Türk Büro-Sen tarafından iş bırakma eylemi yapılırken, sendika üyeleri Ankara Caddesi’nde basın açıklaması yaptı.

20130227AW000714_01Türkiye genelinde Türk Büro-Sen tarafından iş bırakma eylemi yapılırken, Karabük’te de eylem yapıldı. Ankara Caddesi’nde toplanan sendika üyeleri basın açıklaması yaparak, olaysız şekilde dağıldı. Basın açıklamasını okuyan Türk Büro-Sen Karabük Şube Başkanı Celal Tokatlı, Uluslararası Hukuk ve Yasalardan kaynaklanan meşru hakklarını kullandıklarını, ülke genelinde bir günlük iş bırakma grevi gerçekleştiğini söyledi.
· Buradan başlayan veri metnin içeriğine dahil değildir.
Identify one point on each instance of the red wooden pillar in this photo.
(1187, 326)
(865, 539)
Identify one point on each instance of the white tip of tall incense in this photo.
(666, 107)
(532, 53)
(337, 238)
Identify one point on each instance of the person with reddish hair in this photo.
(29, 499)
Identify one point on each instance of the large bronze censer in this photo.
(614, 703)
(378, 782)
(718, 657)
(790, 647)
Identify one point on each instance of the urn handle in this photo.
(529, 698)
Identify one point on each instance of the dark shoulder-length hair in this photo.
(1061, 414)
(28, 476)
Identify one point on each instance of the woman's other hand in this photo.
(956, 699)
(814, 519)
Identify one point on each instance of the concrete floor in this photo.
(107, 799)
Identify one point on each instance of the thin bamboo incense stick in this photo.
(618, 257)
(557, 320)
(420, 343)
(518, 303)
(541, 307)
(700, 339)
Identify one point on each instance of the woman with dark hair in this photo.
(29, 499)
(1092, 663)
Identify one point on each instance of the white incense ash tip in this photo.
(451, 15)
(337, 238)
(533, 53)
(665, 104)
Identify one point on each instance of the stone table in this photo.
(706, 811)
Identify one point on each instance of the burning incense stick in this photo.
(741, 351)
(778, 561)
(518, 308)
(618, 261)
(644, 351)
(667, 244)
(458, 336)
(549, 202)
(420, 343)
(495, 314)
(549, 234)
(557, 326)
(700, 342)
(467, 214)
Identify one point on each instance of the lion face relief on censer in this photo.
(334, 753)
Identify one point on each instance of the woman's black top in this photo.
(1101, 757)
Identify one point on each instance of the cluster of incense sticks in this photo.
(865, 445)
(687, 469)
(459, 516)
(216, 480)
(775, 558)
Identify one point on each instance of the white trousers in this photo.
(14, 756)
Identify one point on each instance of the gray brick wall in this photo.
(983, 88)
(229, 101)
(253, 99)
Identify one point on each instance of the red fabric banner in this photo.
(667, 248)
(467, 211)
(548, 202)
Tokatlı eylemde şu açıklamalarda bulundu;

“Bugün ülkemizin heryerinde kamu çalışanları meydanlara indiler. Uluslararası Hukuk ve Yasalardan kaynaklanan meşru hakkımızı kullanarak bugün üretimden gelen gücümüzü kullandık ve buradayız. Bugün ülke genelinde bir günlük iş bırakma grevi gerçekleştirmektedirler. Bir günlük iş bırakma eylemimiz bir uyarı niteliğindedir. Taleplerimiz karşılanmaması halinde bu günkü eylemin genel grevin ayak sesleri olduğunu siyasi iradeye hatırlatmak isteriz. Türk Büro-Sen olarak bugüne kadar kamu görevlilerinin hak ve menfaatlerini korumak, geliştirmek, kamu çalışanlarının ekonomik ve sosyal haklarında iyileştirme yapılmasını sağlamak için tüm gayretimizle, samimi olarak her türlü platformda mücadelemizi sürdürdük. Mevcut iktidarla özellikle 12 Eylül Referandumuyla başlayan süreçte, 2 Kasım 2011 TBMM kaçırılırcasına bir gecede çıkartılarak uygulamaya konulan 666 sayılı KHK ile kamu çalışanları arasında kabul edilemez ücret farklılıkları oluşturdular. Bazı kazanılmış haklarımızıda gasp ettiler. Başta SGK, Türkiye İş Kurumu olmak üzere, kurumların yıllardır kazanılmış hakkı olan ikramiyeleri, ilave ek ödemeleri kaldırılmıştır. Bütün bunlar yetmezmiş gibi, şimdide kamu çalışanı devlet memurlarının iş güvencelerine göz dikilmiştir. Güvencesiz çalışma, teşeronlaşma, esnek istihdam, performansa dayalı ücret sistemi gibi kamu çalışanlarının asla kabul edemeyeceği yeni bir çalışma hayatı dayatılmaktadır.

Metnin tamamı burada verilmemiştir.